The Asia market opportunity is also huge. Unlike in the US, Crocs are still relatively new in Asia, which presents ample room for expansion. Sales from Asia currently only account for roughly 20% of total sales. The hype is now spreading over and Asia growth is seeing strong momentum. In the latest quarter, Asia’s revenue was up a whopping 82.3%. China finally reopening should also provide a big boost in demand, as the country is the second-largest footwear market in the world. I believe the Asia market will continue to provide strong tailwinds as brand relevance increases in the continent.

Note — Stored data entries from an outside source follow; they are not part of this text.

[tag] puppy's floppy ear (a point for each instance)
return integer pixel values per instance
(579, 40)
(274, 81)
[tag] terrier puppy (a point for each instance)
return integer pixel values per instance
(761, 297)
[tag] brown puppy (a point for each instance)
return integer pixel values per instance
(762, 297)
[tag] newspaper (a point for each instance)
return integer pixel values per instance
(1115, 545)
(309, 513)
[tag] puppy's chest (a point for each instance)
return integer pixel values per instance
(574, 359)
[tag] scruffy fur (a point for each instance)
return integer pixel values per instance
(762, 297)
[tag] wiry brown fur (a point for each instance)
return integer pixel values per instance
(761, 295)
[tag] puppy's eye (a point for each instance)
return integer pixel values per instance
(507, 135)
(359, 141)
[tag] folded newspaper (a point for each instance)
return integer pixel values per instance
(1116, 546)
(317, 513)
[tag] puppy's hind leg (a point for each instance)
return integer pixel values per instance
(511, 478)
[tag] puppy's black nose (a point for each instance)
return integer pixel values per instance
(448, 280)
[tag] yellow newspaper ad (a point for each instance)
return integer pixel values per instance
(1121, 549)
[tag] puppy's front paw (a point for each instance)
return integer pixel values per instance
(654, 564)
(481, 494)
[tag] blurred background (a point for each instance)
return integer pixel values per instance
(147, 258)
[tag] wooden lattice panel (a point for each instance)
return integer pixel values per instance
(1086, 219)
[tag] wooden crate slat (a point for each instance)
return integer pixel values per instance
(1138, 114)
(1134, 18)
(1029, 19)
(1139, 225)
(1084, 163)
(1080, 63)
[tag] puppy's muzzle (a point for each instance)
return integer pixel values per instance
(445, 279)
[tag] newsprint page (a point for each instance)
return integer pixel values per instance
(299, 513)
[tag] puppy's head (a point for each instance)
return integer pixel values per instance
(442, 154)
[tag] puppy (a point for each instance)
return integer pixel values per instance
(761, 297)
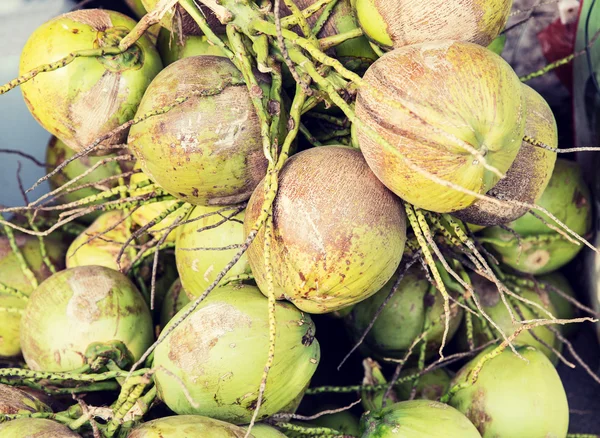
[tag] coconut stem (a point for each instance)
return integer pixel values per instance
(312, 431)
(19, 255)
(323, 17)
(111, 51)
(334, 40)
(291, 20)
(7, 290)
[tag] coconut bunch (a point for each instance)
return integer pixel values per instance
(233, 174)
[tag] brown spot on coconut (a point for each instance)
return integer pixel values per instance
(529, 174)
(334, 222)
(207, 150)
(78, 108)
(422, 100)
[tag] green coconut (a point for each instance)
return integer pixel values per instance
(203, 354)
(35, 428)
(492, 304)
(145, 214)
(564, 308)
(90, 96)
(497, 45)
(78, 307)
(14, 401)
(174, 301)
(188, 426)
(542, 249)
(447, 110)
(356, 53)
(397, 23)
(207, 150)
(402, 319)
(529, 174)
(101, 243)
(57, 153)
(338, 233)
(199, 268)
(417, 419)
(513, 397)
(173, 47)
(12, 275)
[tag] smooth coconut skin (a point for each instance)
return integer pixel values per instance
(175, 300)
(91, 96)
(402, 319)
(188, 426)
(417, 419)
(397, 23)
(207, 150)
(492, 304)
(35, 427)
(109, 233)
(12, 275)
(543, 250)
(338, 233)
(198, 269)
(80, 306)
(435, 81)
(514, 397)
(145, 214)
(218, 354)
(57, 153)
(14, 401)
(173, 47)
(529, 174)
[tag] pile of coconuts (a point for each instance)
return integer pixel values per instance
(233, 181)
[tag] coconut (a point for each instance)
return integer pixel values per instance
(12, 275)
(14, 401)
(199, 268)
(338, 233)
(447, 111)
(188, 426)
(35, 427)
(173, 47)
(529, 174)
(541, 337)
(514, 397)
(202, 354)
(78, 307)
(402, 319)
(57, 153)
(207, 150)
(397, 23)
(542, 249)
(417, 419)
(101, 243)
(174, 301)
(90, 96)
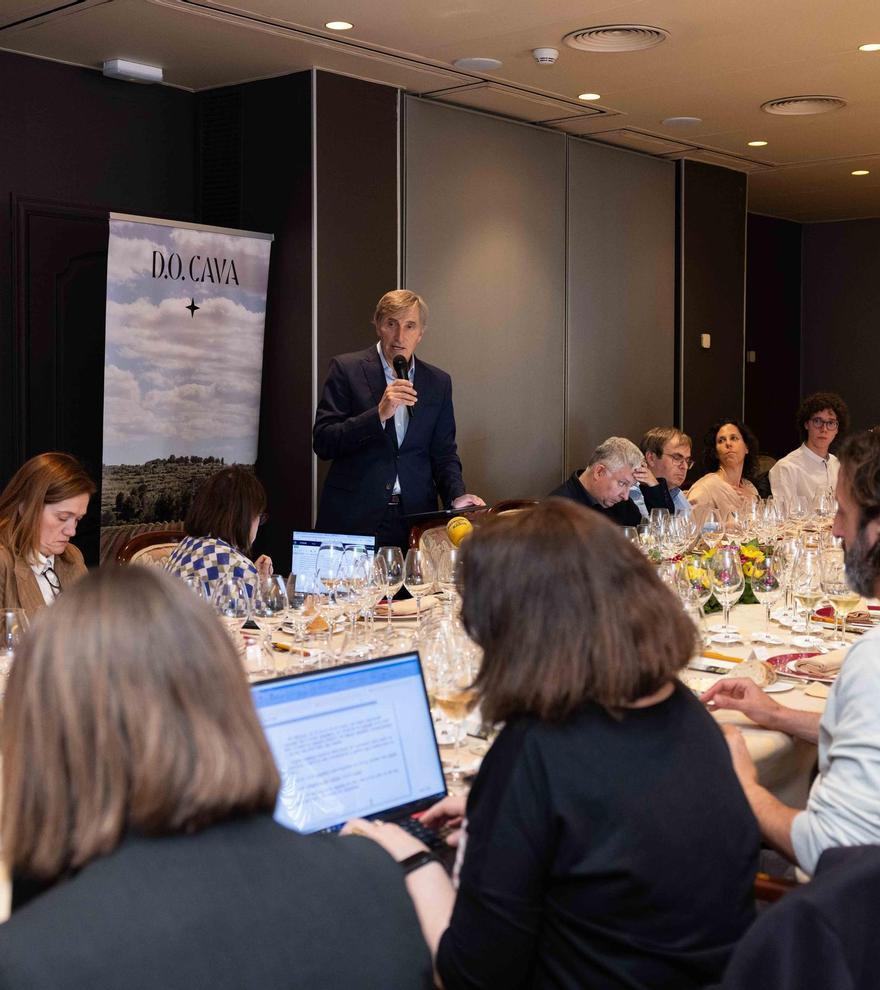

Anne Mehlman, CFO, on international growth
International was the largest growth driver for the Crocs brand in Q3, as we execute on our long-term growth plan to ignite the brand in Asia and EMEALA. Crocs brand revenues in Asia grew 82.3% to $138 million during the quarter. The strong growth was broad based across India, Southeast Asia, Japan and South Korea.
Valuation
Even though Crocs has been executing on all levels and fundamentals continue to improve, the company’s valuation remains discounted compared to peers and its own 5-year average. Even after the 100%+ gain in share price from last June, the current fwd PE ratio is still very low at 11.2x. This is meaningfully below other footwear peers like Nike (NKE), Skechers (SKX), and Deckers Outdoor (DECK) which has an average PE ratio of 26.2x, as shown in the first chart below. This is a whopping 134% premium over Crocs’ valuation. Yet, Crocs’ latest quarterly revenue growth rate is actually the highest at 57.4%, significantly above the peer’s average of 19.7%, as shown in the second chart below. The current valuation is trading at a 38.1% discount compared to its 5-year average PE ratio of 18.1x. With Crocs expecting double digits revenue growth for the next few years thanks to its growth opportunities, I believe the company deserves a multiple similar to the industry’s average which should offer decent potential upsides from here.
Risks
I think one of the biggest risks in regard to Crocs is the hype and popularity cooling down. I believe a lot of Crocs’ momentum is generated from the latest fashion trends and the shift to the “work from home” life. However, fashion trends are always changing and it is hard to predict whether Crocs will continue to be the hot item. Also, people who buy them for home slippers already got them and should not need new pairs anytime soon. I am not saying Crocs will go away as it has been around for a long time but there are certainly risks in maintaining this elevated popularity. The company diversified its catalog and revenue stream with the acquisition of HEYDUDE which is smart. However, it is still relatively small and its brand recognition is much weaker than Crocs. It is showing exponential growth but whether the momentum is sustainable remains to be seen.
Conclusion
In conclusion, I think it is still not too late to get into Crocs. The company has multiple growth opportunities in collaborations, e-commerce, and the Asia market which should provide strong tailwinds moving forward. Despite having strong growth prospects, the market is still discounting the company and its valuation is still compressed compared to other footwear peers highlighted above. There are risks in regard to maintaining its popularity but I am not too concerned at the moment as momentum is still looking strong. I believe there is solid potential upside due to its discounted valuation therefore I rate the company as a buy.